Key files: - src/keycloak_operator/services/drift_detection_service.py - src/keycloak_operator/services/realm_reconciler.py (baseline timestamp logic ~line 215-248) - src/keycloak_operator/services/client_reconciler.py (baseline timestamp logic ~line 250-280) - src/keycloak_operator/utils/ownership.py
Rejected Alternatives¶
Full state diff on every reconciliation¶
Too expensive. Each reconciliation would require fetching entire Keycloak state (realms, clients, roles, groups, etc.) and comparing against CRD spec. This creates O(n) API calls per resource and doesn't scale with large Keycloak deployments.
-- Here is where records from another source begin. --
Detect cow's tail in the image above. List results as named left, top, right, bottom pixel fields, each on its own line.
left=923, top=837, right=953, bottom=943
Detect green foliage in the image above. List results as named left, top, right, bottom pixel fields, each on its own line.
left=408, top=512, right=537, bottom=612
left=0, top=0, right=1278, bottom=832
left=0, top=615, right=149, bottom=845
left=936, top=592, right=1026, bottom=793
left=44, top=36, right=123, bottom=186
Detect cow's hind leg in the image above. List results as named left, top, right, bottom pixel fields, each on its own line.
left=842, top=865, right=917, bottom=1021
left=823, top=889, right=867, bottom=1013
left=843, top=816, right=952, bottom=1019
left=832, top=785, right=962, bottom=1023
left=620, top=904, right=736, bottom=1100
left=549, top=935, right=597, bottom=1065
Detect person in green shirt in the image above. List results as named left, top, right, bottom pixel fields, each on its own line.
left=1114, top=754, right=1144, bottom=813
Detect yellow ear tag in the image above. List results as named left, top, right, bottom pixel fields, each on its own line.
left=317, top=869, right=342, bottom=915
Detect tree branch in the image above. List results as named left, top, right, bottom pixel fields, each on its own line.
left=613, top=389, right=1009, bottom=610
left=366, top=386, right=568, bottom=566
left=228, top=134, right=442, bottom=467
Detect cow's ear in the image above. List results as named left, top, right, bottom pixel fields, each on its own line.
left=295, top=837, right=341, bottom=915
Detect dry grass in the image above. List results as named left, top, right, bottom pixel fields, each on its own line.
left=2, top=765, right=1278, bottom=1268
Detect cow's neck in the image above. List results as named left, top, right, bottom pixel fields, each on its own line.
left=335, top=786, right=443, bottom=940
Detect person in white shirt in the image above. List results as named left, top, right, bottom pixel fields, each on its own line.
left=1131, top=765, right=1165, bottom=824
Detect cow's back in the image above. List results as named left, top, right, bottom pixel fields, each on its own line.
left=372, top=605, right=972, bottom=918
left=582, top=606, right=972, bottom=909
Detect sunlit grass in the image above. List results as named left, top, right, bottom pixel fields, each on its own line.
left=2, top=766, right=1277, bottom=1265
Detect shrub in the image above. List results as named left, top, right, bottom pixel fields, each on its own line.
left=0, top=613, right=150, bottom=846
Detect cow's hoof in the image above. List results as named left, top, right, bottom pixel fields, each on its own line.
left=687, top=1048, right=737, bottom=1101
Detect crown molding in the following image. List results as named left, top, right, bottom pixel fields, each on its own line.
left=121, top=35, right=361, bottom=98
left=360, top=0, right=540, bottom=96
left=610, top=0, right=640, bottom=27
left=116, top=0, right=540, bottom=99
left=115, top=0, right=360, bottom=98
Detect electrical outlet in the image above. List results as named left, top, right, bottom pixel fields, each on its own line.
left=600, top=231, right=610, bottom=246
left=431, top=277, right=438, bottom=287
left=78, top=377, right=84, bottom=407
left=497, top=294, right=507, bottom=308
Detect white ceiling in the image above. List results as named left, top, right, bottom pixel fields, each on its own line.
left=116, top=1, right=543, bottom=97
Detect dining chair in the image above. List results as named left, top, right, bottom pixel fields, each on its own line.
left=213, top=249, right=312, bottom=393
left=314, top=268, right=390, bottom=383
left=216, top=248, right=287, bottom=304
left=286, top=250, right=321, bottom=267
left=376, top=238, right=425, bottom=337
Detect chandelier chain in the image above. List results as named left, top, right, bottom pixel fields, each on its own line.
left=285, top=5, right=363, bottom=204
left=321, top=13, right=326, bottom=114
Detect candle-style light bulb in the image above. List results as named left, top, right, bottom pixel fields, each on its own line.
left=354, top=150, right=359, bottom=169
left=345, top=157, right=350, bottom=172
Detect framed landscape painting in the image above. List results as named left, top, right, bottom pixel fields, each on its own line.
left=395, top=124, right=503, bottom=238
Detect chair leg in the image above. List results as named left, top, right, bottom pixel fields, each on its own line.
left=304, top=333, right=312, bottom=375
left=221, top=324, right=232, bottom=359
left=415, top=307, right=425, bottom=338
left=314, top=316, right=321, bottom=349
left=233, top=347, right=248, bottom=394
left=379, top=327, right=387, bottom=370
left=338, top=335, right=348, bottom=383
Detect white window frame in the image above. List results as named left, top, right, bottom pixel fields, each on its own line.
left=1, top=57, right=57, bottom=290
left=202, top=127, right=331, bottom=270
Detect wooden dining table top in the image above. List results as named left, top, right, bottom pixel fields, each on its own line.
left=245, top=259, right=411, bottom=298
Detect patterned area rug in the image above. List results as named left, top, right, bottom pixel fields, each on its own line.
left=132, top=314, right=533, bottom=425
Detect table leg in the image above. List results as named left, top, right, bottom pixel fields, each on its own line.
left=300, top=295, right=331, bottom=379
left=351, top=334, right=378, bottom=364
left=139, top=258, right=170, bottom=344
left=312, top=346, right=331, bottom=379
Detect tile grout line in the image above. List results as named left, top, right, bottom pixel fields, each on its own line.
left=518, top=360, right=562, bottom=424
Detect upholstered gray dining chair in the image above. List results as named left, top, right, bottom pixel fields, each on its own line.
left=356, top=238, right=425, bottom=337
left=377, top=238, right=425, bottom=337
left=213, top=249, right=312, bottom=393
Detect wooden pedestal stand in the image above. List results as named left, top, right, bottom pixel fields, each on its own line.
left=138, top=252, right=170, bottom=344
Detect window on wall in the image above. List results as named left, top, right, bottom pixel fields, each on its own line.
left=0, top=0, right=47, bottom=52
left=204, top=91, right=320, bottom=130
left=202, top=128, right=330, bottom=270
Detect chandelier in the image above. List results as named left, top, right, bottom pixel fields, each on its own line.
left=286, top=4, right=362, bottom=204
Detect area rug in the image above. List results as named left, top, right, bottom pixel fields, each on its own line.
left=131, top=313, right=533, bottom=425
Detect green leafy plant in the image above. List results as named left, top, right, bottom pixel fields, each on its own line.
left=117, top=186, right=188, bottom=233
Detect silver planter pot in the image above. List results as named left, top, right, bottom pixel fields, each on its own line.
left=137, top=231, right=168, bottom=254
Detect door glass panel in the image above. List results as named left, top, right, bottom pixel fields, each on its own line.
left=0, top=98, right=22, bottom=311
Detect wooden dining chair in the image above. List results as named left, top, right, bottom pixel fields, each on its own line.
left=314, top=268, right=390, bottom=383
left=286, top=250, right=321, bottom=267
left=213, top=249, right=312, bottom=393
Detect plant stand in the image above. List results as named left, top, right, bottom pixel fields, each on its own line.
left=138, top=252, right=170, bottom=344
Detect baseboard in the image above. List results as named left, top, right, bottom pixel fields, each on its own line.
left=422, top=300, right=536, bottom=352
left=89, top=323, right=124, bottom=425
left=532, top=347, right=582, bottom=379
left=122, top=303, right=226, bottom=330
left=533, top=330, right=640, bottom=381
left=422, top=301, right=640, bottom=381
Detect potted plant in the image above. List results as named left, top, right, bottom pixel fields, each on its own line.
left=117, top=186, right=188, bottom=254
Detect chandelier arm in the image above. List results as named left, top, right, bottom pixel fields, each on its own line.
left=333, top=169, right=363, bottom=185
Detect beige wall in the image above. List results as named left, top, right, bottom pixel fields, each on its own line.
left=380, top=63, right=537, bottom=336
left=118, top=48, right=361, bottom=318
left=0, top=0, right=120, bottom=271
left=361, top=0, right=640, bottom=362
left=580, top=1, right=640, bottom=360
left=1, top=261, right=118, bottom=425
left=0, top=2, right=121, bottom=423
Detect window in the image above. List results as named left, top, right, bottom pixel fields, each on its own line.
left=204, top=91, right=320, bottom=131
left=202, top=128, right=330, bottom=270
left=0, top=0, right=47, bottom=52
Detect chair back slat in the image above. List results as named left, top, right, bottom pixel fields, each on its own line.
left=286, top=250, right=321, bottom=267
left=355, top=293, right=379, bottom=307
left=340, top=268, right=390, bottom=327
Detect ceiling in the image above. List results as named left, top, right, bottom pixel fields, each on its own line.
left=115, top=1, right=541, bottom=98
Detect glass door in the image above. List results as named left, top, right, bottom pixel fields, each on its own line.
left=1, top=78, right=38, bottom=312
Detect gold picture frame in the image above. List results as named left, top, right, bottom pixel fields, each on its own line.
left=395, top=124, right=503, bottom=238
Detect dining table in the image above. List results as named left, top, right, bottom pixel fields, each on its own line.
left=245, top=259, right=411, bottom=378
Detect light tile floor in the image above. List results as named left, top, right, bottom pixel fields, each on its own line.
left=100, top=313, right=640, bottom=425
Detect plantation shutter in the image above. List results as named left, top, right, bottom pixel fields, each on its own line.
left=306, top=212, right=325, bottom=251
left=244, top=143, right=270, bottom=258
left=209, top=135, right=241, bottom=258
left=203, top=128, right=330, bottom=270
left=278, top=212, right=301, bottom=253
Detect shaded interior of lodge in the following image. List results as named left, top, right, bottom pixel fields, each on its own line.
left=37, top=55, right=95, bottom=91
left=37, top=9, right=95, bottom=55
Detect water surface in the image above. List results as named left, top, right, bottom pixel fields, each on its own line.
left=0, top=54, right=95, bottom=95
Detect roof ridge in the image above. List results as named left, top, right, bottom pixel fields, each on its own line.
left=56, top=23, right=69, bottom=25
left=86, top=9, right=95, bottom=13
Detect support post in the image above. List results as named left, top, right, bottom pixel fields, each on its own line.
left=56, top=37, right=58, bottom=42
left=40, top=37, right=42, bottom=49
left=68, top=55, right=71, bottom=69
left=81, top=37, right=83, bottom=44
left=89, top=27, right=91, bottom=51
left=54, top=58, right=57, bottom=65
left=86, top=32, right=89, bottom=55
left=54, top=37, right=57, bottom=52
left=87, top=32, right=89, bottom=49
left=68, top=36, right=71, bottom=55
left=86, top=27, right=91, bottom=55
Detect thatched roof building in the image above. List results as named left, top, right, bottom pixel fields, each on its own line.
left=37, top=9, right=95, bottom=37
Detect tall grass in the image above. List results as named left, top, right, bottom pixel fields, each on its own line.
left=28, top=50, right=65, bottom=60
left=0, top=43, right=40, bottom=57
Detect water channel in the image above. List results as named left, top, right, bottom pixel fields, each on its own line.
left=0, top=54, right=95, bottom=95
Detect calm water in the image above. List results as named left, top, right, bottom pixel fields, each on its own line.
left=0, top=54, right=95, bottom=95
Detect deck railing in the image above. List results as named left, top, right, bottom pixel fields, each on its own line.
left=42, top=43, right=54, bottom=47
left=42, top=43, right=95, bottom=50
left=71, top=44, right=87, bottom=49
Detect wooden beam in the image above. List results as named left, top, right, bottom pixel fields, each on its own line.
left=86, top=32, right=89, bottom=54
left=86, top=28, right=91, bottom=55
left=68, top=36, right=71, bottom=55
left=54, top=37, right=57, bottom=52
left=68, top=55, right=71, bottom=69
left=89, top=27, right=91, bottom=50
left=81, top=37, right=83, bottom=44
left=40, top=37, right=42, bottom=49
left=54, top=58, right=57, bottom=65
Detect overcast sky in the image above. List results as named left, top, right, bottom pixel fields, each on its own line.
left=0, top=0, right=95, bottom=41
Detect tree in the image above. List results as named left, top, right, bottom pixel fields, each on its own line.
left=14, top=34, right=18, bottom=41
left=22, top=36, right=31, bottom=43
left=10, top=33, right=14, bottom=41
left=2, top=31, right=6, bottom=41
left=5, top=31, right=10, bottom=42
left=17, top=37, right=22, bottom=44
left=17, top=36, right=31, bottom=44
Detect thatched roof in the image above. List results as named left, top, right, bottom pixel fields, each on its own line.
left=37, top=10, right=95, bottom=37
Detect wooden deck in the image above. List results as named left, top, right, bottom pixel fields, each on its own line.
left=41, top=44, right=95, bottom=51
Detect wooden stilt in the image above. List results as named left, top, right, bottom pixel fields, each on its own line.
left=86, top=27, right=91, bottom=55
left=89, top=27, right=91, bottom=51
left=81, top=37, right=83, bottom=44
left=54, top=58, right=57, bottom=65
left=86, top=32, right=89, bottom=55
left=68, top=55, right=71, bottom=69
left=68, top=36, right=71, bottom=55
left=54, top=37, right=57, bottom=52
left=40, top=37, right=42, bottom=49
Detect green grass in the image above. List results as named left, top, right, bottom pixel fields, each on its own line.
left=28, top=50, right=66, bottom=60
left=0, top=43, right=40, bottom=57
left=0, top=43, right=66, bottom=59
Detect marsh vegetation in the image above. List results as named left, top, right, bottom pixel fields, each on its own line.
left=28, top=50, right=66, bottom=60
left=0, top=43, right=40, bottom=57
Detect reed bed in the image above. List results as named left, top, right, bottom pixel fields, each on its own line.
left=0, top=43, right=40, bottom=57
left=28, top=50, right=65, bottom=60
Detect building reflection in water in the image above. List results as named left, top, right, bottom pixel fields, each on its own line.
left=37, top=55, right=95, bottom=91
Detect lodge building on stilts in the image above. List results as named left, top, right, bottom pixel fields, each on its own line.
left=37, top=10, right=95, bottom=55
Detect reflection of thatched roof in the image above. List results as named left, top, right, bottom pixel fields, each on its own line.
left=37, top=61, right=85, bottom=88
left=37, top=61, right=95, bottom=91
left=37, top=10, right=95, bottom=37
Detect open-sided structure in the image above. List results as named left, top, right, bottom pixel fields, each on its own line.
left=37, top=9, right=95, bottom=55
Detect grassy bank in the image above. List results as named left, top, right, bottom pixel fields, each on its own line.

Keycloak webhooks for change notification¶
Keycloak does not support outbound webhooks for configuration changes. Admin events are the only mechanism to track changes made outside the operator.
Optional admin events (warn if disabled)¶
Drift detection cannot function without admin events. Warning but proceeding would give users false confidence that drift detection works. Better to enforce the requirement explicitly.